What Daniel says is correct and applies to all SPICEs unless they are seriously enhanced. However what you can do is to vary some sensible design parameters using .step param
and see how the output changes. But it won't design an optimal circuit for you by itself. There are some hacks using SPICE in a feedback loop, i.e. driving it by some other external program to do a guided optimization. Without knowing what you're trying to do, I'm not gonna get into that.
It turns out most [non-free] commercial SPICEs actually do offer some add-on or built-in optimizer. Below I tried to include links to examples with each so you can get some idea; generally these commercial SPICE don't have on-line documentation accessible unless you're paying customer, so precise capabilities are little hard to ascertain beforehand.
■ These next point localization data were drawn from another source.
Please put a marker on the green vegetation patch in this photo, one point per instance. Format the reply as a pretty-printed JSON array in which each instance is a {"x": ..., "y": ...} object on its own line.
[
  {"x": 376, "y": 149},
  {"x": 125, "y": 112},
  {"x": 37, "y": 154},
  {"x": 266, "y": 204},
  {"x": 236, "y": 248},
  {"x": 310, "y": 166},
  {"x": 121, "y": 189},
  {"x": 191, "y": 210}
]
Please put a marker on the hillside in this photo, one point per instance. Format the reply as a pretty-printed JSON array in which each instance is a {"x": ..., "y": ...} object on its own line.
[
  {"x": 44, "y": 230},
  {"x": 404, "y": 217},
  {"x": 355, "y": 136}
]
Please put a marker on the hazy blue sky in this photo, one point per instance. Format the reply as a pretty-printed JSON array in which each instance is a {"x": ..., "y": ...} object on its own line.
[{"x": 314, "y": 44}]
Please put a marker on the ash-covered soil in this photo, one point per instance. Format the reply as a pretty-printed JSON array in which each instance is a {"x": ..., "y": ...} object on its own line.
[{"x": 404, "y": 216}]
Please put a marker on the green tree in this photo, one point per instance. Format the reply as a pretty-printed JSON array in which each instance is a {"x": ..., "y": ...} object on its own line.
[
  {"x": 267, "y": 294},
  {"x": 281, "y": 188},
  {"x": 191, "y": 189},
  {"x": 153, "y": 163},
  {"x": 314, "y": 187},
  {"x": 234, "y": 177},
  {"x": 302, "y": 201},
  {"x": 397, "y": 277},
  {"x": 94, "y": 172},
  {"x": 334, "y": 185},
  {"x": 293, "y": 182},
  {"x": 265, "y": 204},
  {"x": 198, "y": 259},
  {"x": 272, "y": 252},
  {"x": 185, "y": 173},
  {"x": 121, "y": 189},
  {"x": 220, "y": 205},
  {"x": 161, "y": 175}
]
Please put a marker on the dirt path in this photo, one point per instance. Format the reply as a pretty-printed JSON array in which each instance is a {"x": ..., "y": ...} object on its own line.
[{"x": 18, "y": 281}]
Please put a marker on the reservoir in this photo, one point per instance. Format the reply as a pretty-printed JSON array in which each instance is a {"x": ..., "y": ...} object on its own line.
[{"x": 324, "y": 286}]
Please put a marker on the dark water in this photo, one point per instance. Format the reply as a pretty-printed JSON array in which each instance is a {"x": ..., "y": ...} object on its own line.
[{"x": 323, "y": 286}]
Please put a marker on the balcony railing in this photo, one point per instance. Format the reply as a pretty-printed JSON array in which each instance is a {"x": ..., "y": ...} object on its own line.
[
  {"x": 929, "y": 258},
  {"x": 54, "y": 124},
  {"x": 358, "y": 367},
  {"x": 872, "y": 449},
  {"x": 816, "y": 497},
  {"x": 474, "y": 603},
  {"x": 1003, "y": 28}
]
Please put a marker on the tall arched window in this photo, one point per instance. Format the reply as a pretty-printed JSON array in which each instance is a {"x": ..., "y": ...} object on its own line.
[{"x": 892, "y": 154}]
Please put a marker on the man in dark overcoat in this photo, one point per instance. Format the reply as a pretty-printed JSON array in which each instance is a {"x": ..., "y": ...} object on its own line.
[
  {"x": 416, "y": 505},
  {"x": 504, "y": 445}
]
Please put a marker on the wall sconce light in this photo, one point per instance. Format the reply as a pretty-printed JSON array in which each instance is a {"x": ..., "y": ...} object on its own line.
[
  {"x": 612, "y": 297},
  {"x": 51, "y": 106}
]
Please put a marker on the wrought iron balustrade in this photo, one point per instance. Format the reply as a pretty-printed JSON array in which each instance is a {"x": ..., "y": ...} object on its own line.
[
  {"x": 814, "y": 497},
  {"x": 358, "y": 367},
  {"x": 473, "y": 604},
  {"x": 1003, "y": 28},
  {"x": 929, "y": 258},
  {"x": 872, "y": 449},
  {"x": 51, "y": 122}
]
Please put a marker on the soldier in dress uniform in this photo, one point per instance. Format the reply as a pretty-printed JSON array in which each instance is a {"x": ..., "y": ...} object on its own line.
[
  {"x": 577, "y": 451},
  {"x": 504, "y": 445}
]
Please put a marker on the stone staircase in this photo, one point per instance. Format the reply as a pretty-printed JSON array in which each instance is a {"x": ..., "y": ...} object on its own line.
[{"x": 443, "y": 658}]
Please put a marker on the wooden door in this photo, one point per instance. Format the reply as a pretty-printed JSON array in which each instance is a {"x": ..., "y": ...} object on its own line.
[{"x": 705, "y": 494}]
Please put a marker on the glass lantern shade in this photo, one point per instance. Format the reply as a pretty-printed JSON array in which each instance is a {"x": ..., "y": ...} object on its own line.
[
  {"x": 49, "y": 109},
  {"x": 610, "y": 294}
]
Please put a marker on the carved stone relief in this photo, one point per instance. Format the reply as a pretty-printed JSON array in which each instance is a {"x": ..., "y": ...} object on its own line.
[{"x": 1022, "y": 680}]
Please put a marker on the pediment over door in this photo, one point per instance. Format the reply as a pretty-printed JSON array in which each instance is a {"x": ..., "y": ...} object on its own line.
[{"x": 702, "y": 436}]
- Synopsys HSPICE: fairly old examples found on-line.
- Silvaco SmartSpice: slides from a training.
- Mentor Graphics Eldo: whitepaper that requires registration to read.
- and even IsSpice4 or TINA (not the free TI version though) have something.
- Keysight's ADS Spice module has some capabilities listed in this blurb, but I could only find on-line examples (that didn't require customer log-in) for their for their Momentum EM optimizer.
- Cadence PSpice and Spectre (SPICE-alike) each have their own optimizer. The one for PSpice is included only in the Designer Plus version.
- OPUS SPICE is the only free one that seem to have such features, but they are pretty extensive; also paper about them. (OPUS is kinda kludgy to use for other purposes, in my opinion.)
Since the optimization function[s] are not part of Berkeley SPICE, you should expect a fair amount of differences between these, so evaluate before you buy if you can.
As a separate optimizer that runs on top of other SPICEs, ASCO seems pretty capable... and it's also free; It can run with LTspice, ngspice and with some of the non-free commercial ones (Eldo, HSPICE, Spectre). Also, Qucs uses ASCO for optimization.